The UNHCR Special Envoy also says it is critical that Iraq receives urgent international support and continues to welcome refugees across its borders.
16 September 2012 Also available in:
On the fourth and final leg of her regional tour, UNHCR Special Envoy Angelina Jolie spent the weekend in Iraq. In Baghdad, she visited Iraqi families who had been displaced twice: first to Syria to escape the war in Iraq, and now back to Iraq.

DOMIZ REFUGEE CAMP, Iraq, September 16 (UNHCR) - UNHCR Special Envoy Angelina Jolie today hailed the Iraqi government's willingness to host Syrian refugees fleeing violence and said she hoped all Syrians seeking asylum in Iraq would be welcomed.

"I want to highlight the noble efforts of the Iraqi government and the people of Iraq to support Syrian refugees," said Jolie. "At this juncture, it is critical that Iraq receives urgent international support and continues to welcome refugees across its borders."

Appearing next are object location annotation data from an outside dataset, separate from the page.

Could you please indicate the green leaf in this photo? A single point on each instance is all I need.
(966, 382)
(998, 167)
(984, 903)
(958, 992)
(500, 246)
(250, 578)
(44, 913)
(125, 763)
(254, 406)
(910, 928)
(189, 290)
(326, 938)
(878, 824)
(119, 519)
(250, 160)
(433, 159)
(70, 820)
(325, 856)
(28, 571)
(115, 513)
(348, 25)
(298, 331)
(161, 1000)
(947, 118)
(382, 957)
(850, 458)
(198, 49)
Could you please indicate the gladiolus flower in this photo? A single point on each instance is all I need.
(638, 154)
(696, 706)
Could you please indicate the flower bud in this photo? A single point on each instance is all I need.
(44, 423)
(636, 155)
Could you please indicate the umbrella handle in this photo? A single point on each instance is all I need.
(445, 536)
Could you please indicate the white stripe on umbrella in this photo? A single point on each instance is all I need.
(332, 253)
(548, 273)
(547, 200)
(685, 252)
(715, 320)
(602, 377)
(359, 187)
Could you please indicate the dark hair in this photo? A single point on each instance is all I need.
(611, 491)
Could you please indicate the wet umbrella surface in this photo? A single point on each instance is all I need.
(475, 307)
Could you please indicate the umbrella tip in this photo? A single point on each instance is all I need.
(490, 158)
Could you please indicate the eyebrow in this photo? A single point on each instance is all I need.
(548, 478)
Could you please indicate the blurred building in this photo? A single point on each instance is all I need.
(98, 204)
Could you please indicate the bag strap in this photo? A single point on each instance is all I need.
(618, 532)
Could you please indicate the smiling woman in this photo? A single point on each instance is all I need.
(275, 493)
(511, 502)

In the Iraqi capital of Baghdad on Saturday, Jolie met with senior government officials and spent time with Iraqis, until recently refugees in Syria, who have returned to Iraq after fleeing violence in their places of former refuge. She spent today meeting Syrian refugees in the Domiz camp in northern Iraq. She also met officials of the Kurdistan Regional Government, including Prime Minister Nechirvan Barzani and Interior Minister Karim Sinjari as well as the governors of Erbil and Dohuk. Many of the officials she met were former refugees. "We know how it feels," one official told Jolie.

In her meetings Saturday in Baghdad with the Minister of Foreign Affairs Hoshyar Zebari and the Minister of Displacement and Migration Dindar Najman Shafeeq and on Sunday with Kurdistan Regional Government officials, Jolie pledged further UNHCR support for the government in receiving and hosting additional Syrian refugees as their numbers rapidly increase.

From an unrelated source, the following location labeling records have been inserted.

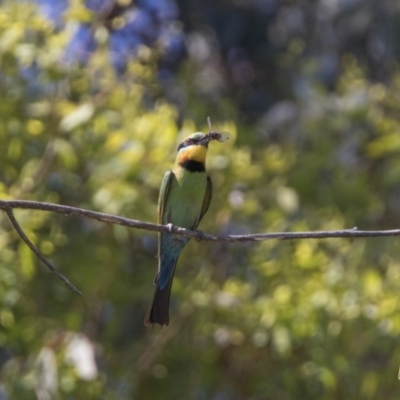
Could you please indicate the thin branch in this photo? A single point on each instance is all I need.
(21, 233)
(9, 205)
(132, 223)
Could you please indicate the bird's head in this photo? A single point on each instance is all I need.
(194, 147)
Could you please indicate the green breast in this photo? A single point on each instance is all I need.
(185, 198)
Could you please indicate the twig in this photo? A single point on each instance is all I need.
(9, 205)
(54, 270)
(113, 219)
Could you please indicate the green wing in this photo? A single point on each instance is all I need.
(162, 198)
(206, 201)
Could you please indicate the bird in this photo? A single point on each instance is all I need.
(184, 198)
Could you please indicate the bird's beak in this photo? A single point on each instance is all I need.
(206, 139)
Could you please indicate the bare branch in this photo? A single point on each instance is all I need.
(37, 252)
(112, 219)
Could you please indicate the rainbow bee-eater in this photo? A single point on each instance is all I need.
(184, 198)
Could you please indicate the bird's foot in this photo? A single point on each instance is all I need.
(170, 227)
(199, 236)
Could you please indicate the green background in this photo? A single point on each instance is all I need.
(309, 319)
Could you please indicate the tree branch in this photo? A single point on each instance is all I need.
(8, 206)
(132, 223)
(38, 253)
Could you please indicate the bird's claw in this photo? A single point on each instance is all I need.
(199, 237)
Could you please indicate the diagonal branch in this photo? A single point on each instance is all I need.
(132, 223)
(54, 270)
(9, 205)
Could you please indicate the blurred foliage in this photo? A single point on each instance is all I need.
(277, 319)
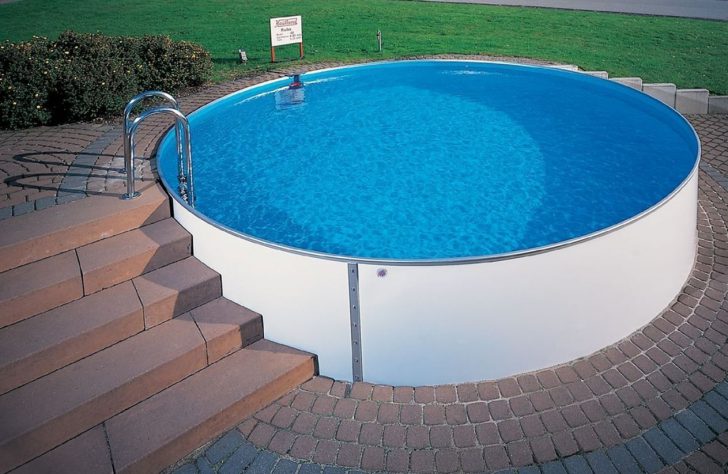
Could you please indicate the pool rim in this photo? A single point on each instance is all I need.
(436, 261)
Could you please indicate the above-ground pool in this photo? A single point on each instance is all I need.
(424, 222)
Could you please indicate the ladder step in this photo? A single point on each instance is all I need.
(87, 453)
(39, 286)
(37, 346)
(157, 432)
(43, 414)
(111, 261)
(227, 327)
(175, 289)
(41, 234)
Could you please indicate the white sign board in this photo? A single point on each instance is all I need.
(286, 30)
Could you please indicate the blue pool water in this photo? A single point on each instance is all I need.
(433, 160)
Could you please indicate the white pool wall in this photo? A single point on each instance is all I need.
(436, 324)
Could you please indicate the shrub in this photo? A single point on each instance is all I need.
(84, 76)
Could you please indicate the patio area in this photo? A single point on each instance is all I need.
(655, 401)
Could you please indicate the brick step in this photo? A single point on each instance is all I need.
(37, 346)
(168, 291)
(45, 413)
(122, 257)
(226, 327)
(39, 286)
(41, 234)
(87, 453)
(50, 410)
(157, 432)
(176, 289)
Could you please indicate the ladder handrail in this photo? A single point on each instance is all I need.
(184, 144)
(138, 98)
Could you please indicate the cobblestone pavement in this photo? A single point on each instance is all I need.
(657, 400)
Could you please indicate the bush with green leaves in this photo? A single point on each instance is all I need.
(85, 76)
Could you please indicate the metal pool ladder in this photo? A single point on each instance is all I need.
(182, 134)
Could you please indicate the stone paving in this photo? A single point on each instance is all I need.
(657, 400)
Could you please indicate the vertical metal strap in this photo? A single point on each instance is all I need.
(355, 317)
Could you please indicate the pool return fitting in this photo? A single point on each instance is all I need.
(182, 134)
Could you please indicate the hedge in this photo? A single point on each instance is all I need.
(84, 76)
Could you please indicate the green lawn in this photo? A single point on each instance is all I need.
(690, 53)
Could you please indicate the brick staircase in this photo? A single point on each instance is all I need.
(118, 352)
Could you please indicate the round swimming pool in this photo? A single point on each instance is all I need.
(427, 218)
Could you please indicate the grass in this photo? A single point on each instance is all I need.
(690, 53)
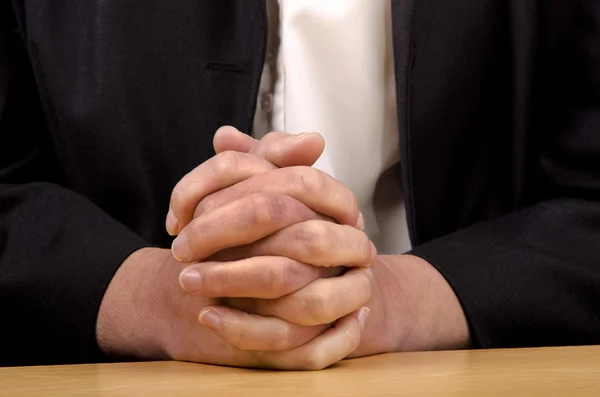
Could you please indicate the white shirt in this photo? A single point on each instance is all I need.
(330, 69)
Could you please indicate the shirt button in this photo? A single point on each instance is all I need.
(266, 102)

This was her fourth and final stop of a tour of countries neighbouring Syria, where more than 260,000 Syrian refugees have been registered since the conflict began in March 2011.

Earlier this week, Jolie visited Jordan, Lebanon and Turkey with UN High Commissioner for Refugees António Guterres. They both pledged continued support and emphasized the life-saving importance of maintaining open borders and hosting Syrians in need.

This is Jolie's fourth visit to Iraq. Some 1.3 million Iraqis remain displaced in their country and the government has made it a priority to improve their standard of living and find solutions for them through voluntary return to their places of origin or through local integration.

"Combined with the new influx of Syrian refugees and the sudden return of over 30,000 of their own citizens, the complexity of the situation and the challenges for this country just emerging from conflict cannot be overstated," Jolie said.